Grace Dean looks through the Courier archives to trace the more memorable moments of Newcastle’s history.
10 years ago – tuition fee protests descend upon Parliament
Students began protesting outside Parliament against the launch of the independent review of higher education and student finance. The review considered whether tuition fees should rise from the then £3225 to £7000 per year for students at higher education institutions in England and Wales. National Union of Students President Wes Streeting believed that politicians would be “hit where it hurts – at the ballot box” and that “MPs should be terrified of the student vote in the next election”.
14 years ago – 50 uses for a Courier
The Courier reported on “50 uses for a Courier”. The newspaper is shown to be incredibly versatile, and some of the highlights are listed below:
- Stuffing your bra – cosmetic surgery is for wimps
- Stuffing your crotch – essential for those less-endowed individuals. Be sure to change stuffing in time with the release of each new issue to maintain hygiene levels.
- Wallpaper your house – sod B&Q and the rest – go for stylish and informative interior decoration
- Saving your modesty – introduce modesty to drunken streaking before the law gets you
- Back scratcher – the Courier reaches all the places other papers can’t
- Replacing hall food – sustain a balanced diet by replacing nasty halls food with Couriers. It works! Note – statement may not be true
- Paper cuts – be a hard man by dishing out devastating paper cuts to all and sundry
- Flyer people – give those bloody flyer people outside Campus Coffee a taste of their own medicine by blanket-flyering them with Couriers
- Cover your folder – and prove you really are too cool for school
- Massive paper plane – your lecturer will think it’s a 747 heading towards him
- Stage lightsabre fights – Darth Vader my arse. The Courier makes Jedi status accessible to all
- Use it as loo roll – recreate that “I’ve just used the loo in a halls of residence” feeling by rubbing your arse raw with Couriers
43 years ago – Agric-Dental shitstorm
The Courier reported on inter-society scandal as it was revealed that the traditional Agric-Dental Debate left massive cleaning bills. In a letter for the Students’ Union President, the two society presidents argued that “the throwing of excrement is now out of hand and the whole function of the debate, that is the debating, is ignored”. All of the Union Society Executive Committee refused to be in any way associated with the debate which was held in the Debating Chamber. While allegedly debating whether “in the field of life it is better to suture than to sow”, the attendees started the event in a supposedly traditional manner, “with mud, excrement, water, genitals and other ammunition being freely throw around the recently decorated chamber”, though the article did not detail exactly who, or what, these genitals and excrement belonged to.
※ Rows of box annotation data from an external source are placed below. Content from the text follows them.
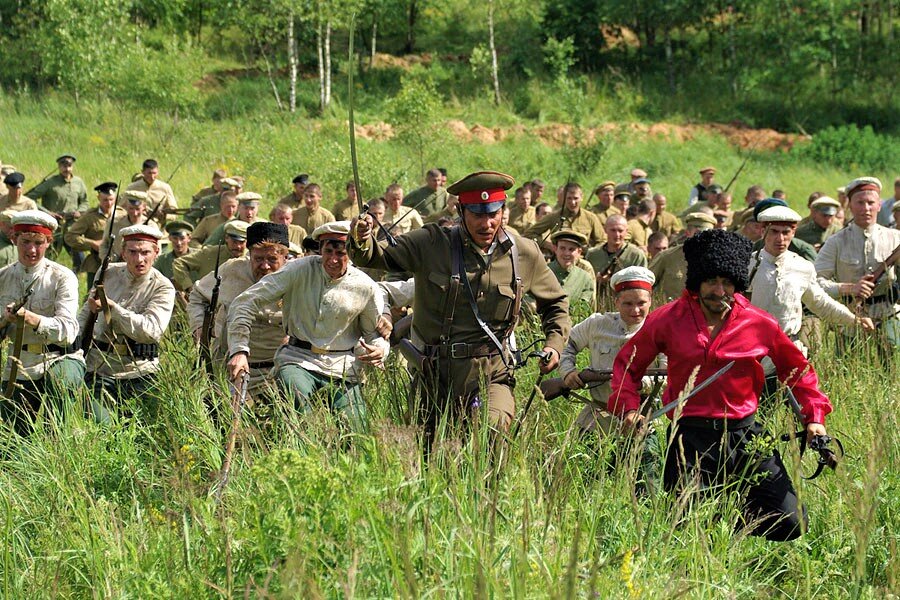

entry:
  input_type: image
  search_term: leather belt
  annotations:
[288,336,353,354]
[678,415,756,431]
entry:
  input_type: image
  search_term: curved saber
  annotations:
[647,361,734,422]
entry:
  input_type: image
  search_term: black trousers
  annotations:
[663,423,807,542]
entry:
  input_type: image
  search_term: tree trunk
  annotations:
[288,11,297,112]
[488,0,500,106]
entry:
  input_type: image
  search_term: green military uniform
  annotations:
[403,185,449,216]
[549,260,595,308]
[172,243,243,291]
[63,207,127,278]
[28,174,90,215]
[294,206,337,231]
[794,219,841,250]
[351,174,568,435]
[525,208,606,246]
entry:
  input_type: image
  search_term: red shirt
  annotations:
[609,290,831,423]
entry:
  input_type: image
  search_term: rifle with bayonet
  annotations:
[3,277,37,398]
[541,368,666,401]
[81,182,121,357]
[200,242,222,377]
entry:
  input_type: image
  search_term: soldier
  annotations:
[384,183,424,235]
[294,183,335,231]
[509,187,537,231]
[650,212,716,302]
[188,223,290,396]
[269,204,308,245]
[172,219,249,292]
[278,173,309,209]
[624,198,656,251]
[549,229,595,310]
[0,210,84,435]
[191,190,238,248]
[816,177,900,348]
[352,172,568,438]
[403,169,447,217]
[203,192,265,246]
[524,183,606,250]
[228,221,390,431]
[648,194,684,238]
[330,181,359,221]
[78,224,175,412]
[125,158,178,222]
[796,196,841,252]
[100,190,159,262]
[688,167,716,206]
[191,169,228,206]
[559,267,666,436]
[63,181,126,288]
[585,215,647,303]
[747,205,875,360]
[153,221,195,281]
[0,172,38,212]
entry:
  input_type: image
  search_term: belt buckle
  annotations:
[450,342,469,358]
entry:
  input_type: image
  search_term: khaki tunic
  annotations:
[0,194,38,212]
[0,258,84,381]
[172,244,246,291]
[294,206,337,231]
[650,210,684,238]
[525,208,606,246]
[78,263,175,379]
[191,213,230,248]
[119,179,178,221]
[63,207,126,273]
[28,173,90,215]
[350,224,571,427]
[509,202,537,231]
[650,246,687,302]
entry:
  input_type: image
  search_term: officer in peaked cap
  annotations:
[351,171,568,448]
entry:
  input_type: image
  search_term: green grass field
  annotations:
[0,98,900,599]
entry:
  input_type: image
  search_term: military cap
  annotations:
[94,181,119,194]
[237,192,262,205]
[756,206,803,223]
[219,177,244,190]
[12,210,59,235]
[550,229,588,246]
[3,172,25,187]
[309,221,350,241]
[846,177,881,198]
[247,221,290,248]
[684,212,716,230]
[119,224,165,242]
[165,221,194,237]
[447,171,516,214]
[609,266,656,292]
[224,219,250,240]
[124,190,150,206]
[809,196,841,216]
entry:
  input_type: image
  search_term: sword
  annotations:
[647,361,734,423]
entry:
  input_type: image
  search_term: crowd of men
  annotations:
[0,155,900,540]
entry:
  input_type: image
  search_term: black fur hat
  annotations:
[684,229,753,292]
After the battle, the room was “twice as bad” as the President of the Union expected it to be and left a “stench”, and, despite the carpet having been rolled up prior to the debate, it was still left “very heavily stained” and had to be professionally cleaned at a cost of approximately £100 (equivalent to about £830 now). The ceiling additionally had to be repainted at a cost of £17.
Attendee Caroline wrote in to the letters page of the Courier, where she expressed her disdain. After arriving in the Union expecting to be “greeted with the usual friendly atmosphere associated with a quiet evening out”, Caroline was flummoxed to discover a wave of students “impervious to pigs’ genitalia, lungs, viscera, rotten eggs and vegetables, and other miscellaneous crap”.
44 years ago – bomb hoax in Union
A meeting of the International Socialists in the Northumbria University Students’ Union was the subject of a bomb hoax one lunchtime. The bomb hoaxer rang the Evening Chronicle and told them that there was a bomb in the same room as International Socialist speaker Tony Cliff. The newspaper rang the police, who arrived at the Union and evacuated the building, but a thoroughly search of the Union yielded no suspicious items.
That week, an American Black Rat Snake was discovered in a kitchen in Jesmond wrapped around a jar of flour. After the Faculty Assistant who discovered it rang the Environmental Health Department, it was revealed that the snake had actually been bought from a pet shop in Newcastle three months previously and has been “mislaid by its owner”.